Un roman m’est vite apparu une comme une évidence, en cela qu’il m’a valu des débuts de nuits fiévreux plus occupés à me demander ce que j’étais en train de lire qu’à essayer de dormir : Vita Nostra, des Ukrainiens Marina et Sergueï Diatchenko. Lors de sa parution en français en 2019, il a suffisamment fait parler de lui pour attirer mon attention. Je me rappelle avoir été totalement déstabilisé par ce récit qu’on pourrait qualifier d’initiatique, celui d’une jeune femme forcée de rejoindre une école de magie au fonctionnement incompréhensible, souvent injuste, voire révoltant. Plus de cinq ans après, je m’en souviens comme d’une lecture marquante liée à des endormissements difficiles.

Dans celui-ci, c’est surtout la protagoniste qui souffre d’insomnie. Au bal des absents est un de mes livres préférés, même si je constate avec tristesse que ma mémoire commence à faire défaut (ma lecture datant de bientôt six ans, déjà). Dans ce roman de Catherine Dufour, une quadragénaire précaire accepte d’habiter pendant quelques semaines un manoir isolé dans le but d’enquêter sur la disparition d’une famille d’Américains. Dès sa première nuit sur place, elle découvre toutefois qu’elle n’est pas tout à fait seule : elle ne va pas beaucoup dormir pendant le reste du récit. Elle ne va pas non plus se laisser faire. Certains passages horrifiques ont très bien marché sur moi, perturbant sérieusement l’une ou l’autre soirée, mais l’écriture de l’autrice peut suffire à happer et à faire perdre le sommeil.

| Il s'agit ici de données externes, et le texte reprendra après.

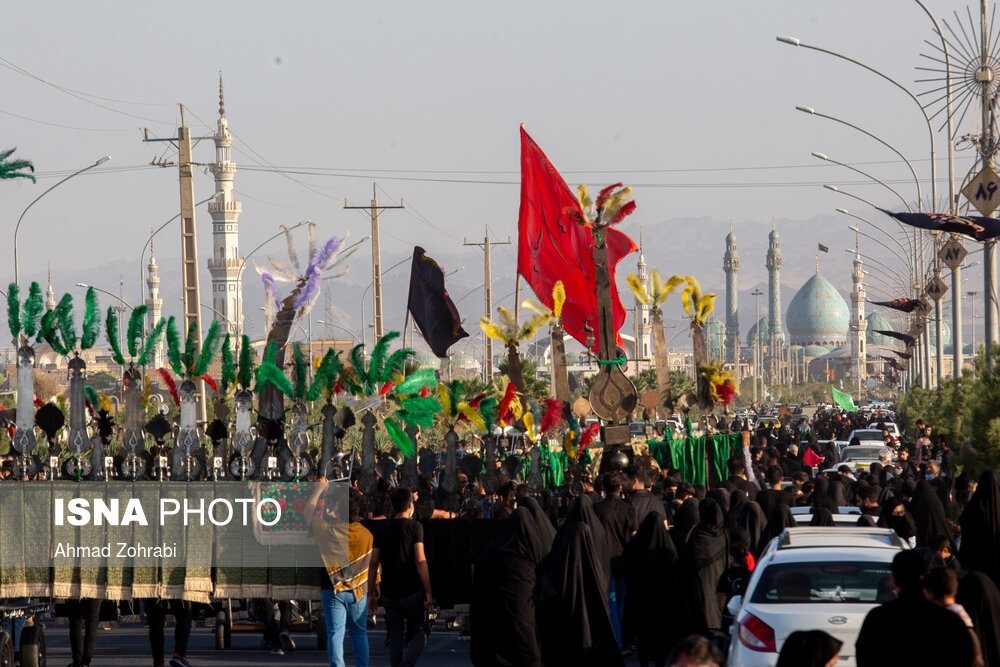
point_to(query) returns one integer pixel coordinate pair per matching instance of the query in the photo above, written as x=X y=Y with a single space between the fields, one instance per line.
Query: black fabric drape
x=502 y=613
x=980 y=523
x=655 y=606
x=705 y=557
x=571 y=603
x=981 y=599
x=928 y=513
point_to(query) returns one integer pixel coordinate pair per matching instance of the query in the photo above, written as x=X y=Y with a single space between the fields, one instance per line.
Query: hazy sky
x=692 y=103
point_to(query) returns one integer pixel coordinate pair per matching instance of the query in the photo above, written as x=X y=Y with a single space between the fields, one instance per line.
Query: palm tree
x=10 y=169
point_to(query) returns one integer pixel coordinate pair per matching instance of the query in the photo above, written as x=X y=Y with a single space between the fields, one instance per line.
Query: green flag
x=844 y=400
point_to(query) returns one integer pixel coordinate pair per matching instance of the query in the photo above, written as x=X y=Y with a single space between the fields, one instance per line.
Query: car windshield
x=799 y=583
x=861 y=453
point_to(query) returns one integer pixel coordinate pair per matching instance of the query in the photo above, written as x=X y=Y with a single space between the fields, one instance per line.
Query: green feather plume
x=328 y=372
x=134 y=334
x=417 y=381
x=32 y=314
x=64 y=321
x=91 y=321
x=174 y=347
x=14 y=309
x=488 y=409
x=358 y=368
x=376 y=365
x=269 y=373
x=396 y=364
x=49 y=333
x=111 y=328
x=399 y=437
x=246 y=362
x=92 y=398
x=418 y=411
x=301 y=371
x=228 y=378
x=208 y=350
x=152 y=340
x=190 y=344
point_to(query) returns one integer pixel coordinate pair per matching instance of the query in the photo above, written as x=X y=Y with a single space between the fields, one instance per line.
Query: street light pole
x=35 y=200
x=756 y=348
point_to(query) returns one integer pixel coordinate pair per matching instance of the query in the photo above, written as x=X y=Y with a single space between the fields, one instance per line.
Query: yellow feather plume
x=558 y=298
x=705 y=306
x=472 y=415
x=658 y=288
x=686 y=298
x=529 y=425
x=535 y=306
x=508 y=322
x=695 y=287
x=492 y=329
x=673 y=284
x=638 y=289
x=445 y=400
x=531 y=328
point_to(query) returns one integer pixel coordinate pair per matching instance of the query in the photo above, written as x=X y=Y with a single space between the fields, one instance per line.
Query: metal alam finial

Enfin, j’ai sélectionné une BD au nom on ne peut plus en lien avec le sujet : Insomnie, de Maëlle Reat. Parue aux éditions Exemplaire en 2023, elle raconte sur un mode autobiographique les déboires d’une jeune femme insomniaque et ses multiples tentatives pour parvenir à dormir plus de 2h par nuit. Vers la moitié du livre, ce dernier évolue vers le récit d’une relation abusive qui, là encore, ne favorise pas la qualité du sommeil. C’est une BD rigolote (notamment grâce au dessin très expressif en noir et blanc), une sorte de tranche de vie qui se picore ou se lit d’une traite, ça marche dans les deux cas.